(4 August 2025 – Australia) National Australia Bank posted its highest-ever month of business lending in June as the new boss of the division, Andrew Auerbach, fends off competition from Commonwealth Bank.
In the intensely competitive business lending space, NAB has restored its market share to the highest level in 12 months, following an aggressive push into the market by CBA business banking head Mike Vacy-Lyle, according to data released by the Australian Prudential Regulation Authority on Thursday.
NAB wrote $4.5 billion of new loans in June, at an average of $225 million each weekday, surpassing the previous highest month, June 2021.
It also recorded solid business lending growth in May after stuttering in the first few months of the year.
Growth in June was strongest in the agriculture, construction, commercial real estate and accommodation sectors, and from small and medium-sized businesses, the bank said.
A former colleague of NAB chief executive Andrew Irvine at the Bank of Montreal in Canada, Auerbach started in the role on June 16.
NAB’s market share in business lending has risen to 21.7 per cent at the end of June, up from 21.3 per cent at the start of the calendar year. Its gains have been the strongest of the big four banks over the past three months, but it has lost ground to CBA and Westpac over the past year.
Westpac has hired a new head of business banking, Paul Fowler, who took the reins in May after arriving from CBA. Westpac has also grown business lending at a faster rate than the average of the market over the past three months.
“Business banking, in our view, remains a growth vector for the Australian banking sector, and NAB is well-placed to benefit from this despite recent market share losses,” said UBS analyst John Storey on Thursday. “Digital lending should drive improved efficiency and client outcomes.”
During a briefing with analysts and investors on Wednesday, which he dialled in to from Darwin, where he was visiting clients, Auerbach said NAB was in a strong position to accelerate its strategy. It planned to make more automated lending decisions using a new technology platform.
But he also emphasised the importance of long-term, personal client relationships. At the Bank of Montreal, he encouraged staff to “work across teams rather than in silos”, he said, and pushed management to “take work away from our bankers, to make it simpler for them to look after their customers”.

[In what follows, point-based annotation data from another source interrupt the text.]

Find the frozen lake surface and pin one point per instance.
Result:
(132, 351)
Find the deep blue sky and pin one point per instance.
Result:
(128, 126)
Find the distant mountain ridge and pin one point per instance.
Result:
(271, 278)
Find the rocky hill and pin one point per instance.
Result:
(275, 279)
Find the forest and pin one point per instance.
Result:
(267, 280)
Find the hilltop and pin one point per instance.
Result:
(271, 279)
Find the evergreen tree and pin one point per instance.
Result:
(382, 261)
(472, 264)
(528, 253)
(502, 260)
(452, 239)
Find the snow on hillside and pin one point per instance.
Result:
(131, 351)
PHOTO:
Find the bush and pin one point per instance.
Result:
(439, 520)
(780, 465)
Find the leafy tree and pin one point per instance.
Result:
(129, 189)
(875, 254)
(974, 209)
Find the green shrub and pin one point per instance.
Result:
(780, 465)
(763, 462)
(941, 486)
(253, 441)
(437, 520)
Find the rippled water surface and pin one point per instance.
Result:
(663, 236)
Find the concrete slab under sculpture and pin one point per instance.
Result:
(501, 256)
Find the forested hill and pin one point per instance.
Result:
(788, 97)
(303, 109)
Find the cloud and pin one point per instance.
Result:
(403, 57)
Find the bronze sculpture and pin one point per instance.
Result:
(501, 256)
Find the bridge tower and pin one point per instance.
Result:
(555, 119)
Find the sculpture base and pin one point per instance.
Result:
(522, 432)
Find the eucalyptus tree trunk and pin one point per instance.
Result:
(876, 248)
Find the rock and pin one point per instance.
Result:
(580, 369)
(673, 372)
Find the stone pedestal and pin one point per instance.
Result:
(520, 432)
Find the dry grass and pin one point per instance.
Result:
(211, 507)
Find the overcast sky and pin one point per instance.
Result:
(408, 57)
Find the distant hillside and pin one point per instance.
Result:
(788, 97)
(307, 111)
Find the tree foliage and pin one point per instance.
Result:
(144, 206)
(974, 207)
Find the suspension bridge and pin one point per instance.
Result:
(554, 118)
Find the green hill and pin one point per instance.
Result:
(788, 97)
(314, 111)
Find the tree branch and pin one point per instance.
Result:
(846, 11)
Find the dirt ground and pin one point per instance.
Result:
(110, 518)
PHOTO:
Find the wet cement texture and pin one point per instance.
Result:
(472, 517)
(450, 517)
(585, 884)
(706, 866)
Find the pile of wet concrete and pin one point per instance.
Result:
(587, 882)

NAB has a “strong pipeline of lending opportunities that we’re seeing pull through over the past few months,” he said. “We’re focused on continuing to build on this momentum and deliver for our customers.”
NAB will issue a third-quarter trading update on August 18. Analysts are cautious after a tough period for the bank, which included chief financial officer Nathan Goonan announcing his departure to Westpac and some investors raising concerns about Irvine’s leadership style.
One investor, who attended the briefing this week, said the market would need more time to assess Auerbach.
“It is early days, and he is still getting his head around the business and seeing customers,” the fund manager said. “He laid out his credentials and working history, which were pretty dry. There was not a lot to go on.”
Analysts expect NAB to report a 4 per cent drop in cash profit for the third quarter compared to its quarterly average over the first half. Its margin is expected to be slightly down and revenue flat.
“We think non-performing loans and the loan loss charge will rise in the third quarter, and commentary will remain measured,” Morgan Stanley analyst Richard Wiles said. “However, we don’t think there will be any significant adverse surprises on credit quality.”